Insurers turning to cyber security start-ups amid risk uncertainty
Cyber security start-ups are helping insurers understand their liabilities better
Insurers are increasingly turning to cyber security start-ups to help them analyse the risk of writing cyber security policies for individual companies.
Bitsight recently announced a fundraising of $40m, led by GGV Capital, as it expands to cater for insurers’ desire to know more about the security weaknesses of their potential and existing customers.
The company collects data on whether companies appear already to be compromised or it can monitor user behaviour, the FT reports.
It also collects information on breaches from freedom of information requests.
It then creates a model that rates companies on a scale and insurers use the rating to decide if applicants get coverage.
Co-founder Stephen Boyer said: “I think cyber insurance is probably the most important thing to happen in the cyber security world ever.

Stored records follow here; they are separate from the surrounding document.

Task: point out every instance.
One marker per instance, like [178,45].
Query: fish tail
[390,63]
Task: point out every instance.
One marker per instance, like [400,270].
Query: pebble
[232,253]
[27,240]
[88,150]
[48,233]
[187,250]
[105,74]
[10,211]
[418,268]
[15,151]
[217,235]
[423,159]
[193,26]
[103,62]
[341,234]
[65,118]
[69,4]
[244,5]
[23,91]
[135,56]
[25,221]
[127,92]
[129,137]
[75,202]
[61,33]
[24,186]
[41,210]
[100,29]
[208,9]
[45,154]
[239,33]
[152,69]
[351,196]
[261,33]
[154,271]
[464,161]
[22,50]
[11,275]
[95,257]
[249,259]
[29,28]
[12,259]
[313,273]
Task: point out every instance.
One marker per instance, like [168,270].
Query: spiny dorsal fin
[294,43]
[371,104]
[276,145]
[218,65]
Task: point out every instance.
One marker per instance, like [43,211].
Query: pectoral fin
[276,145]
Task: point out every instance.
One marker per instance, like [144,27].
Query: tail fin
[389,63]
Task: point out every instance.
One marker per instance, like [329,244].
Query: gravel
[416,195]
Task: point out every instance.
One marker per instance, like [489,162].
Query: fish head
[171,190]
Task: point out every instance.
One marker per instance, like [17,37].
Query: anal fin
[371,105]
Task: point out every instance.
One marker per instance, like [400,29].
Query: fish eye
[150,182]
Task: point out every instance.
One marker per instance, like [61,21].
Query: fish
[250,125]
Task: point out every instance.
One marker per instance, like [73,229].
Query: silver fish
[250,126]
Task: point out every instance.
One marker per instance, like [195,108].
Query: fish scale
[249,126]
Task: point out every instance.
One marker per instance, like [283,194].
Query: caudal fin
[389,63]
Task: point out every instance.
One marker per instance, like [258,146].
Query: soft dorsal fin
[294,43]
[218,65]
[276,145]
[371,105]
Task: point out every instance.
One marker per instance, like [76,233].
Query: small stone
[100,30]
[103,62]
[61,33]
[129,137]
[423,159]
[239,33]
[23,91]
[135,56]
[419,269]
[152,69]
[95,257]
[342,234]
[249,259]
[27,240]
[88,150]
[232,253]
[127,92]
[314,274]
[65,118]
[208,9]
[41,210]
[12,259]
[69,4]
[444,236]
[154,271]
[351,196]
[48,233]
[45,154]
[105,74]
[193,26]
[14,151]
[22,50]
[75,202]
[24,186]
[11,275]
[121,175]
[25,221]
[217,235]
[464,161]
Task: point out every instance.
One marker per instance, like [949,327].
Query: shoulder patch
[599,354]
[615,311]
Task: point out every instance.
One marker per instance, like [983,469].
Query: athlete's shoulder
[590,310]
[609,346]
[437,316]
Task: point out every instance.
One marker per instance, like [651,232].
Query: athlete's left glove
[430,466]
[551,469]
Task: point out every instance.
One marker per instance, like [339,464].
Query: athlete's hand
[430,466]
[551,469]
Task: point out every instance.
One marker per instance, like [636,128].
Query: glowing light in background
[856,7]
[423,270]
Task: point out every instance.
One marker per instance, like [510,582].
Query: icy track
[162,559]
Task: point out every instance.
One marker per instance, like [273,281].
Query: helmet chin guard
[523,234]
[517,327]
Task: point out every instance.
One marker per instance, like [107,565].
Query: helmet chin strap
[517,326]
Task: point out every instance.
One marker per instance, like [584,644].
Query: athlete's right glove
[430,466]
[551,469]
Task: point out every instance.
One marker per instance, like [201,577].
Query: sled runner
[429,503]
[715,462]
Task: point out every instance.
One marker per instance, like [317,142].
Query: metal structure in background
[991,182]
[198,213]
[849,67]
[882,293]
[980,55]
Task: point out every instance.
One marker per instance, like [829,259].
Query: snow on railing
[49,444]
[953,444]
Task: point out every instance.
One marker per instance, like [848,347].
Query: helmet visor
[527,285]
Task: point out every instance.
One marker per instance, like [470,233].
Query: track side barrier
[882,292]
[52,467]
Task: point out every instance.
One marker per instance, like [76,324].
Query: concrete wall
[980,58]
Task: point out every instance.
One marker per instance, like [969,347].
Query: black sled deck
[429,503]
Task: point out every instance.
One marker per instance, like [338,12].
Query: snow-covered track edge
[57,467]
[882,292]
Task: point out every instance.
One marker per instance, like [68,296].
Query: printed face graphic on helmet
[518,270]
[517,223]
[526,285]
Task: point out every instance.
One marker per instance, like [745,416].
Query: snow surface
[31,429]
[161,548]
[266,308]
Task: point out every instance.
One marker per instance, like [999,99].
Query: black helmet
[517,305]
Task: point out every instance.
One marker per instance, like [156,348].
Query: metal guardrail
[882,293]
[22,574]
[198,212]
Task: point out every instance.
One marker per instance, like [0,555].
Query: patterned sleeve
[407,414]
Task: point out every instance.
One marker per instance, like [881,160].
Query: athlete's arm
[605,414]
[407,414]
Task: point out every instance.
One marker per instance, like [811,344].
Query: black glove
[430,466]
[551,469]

“It will be transformational in the way that insurance has transformed building codes and car safety.”
Another start-up, Symantec, has been experimenting with insurers to bundle it with their cyber security insurance.
Senior vice-president and website general manage Roxane Divol said Symantec was planning to bundle its Norton product with small business cyber insurance in Japan and Europe.
“Every single insurer we have spoken to, most of the top 20, sees cyber insurance as their next big opportunity,” Divol added.
“They see it as a new opening to expand the offering to the lower end of the market, to small and medium-sized businesses.”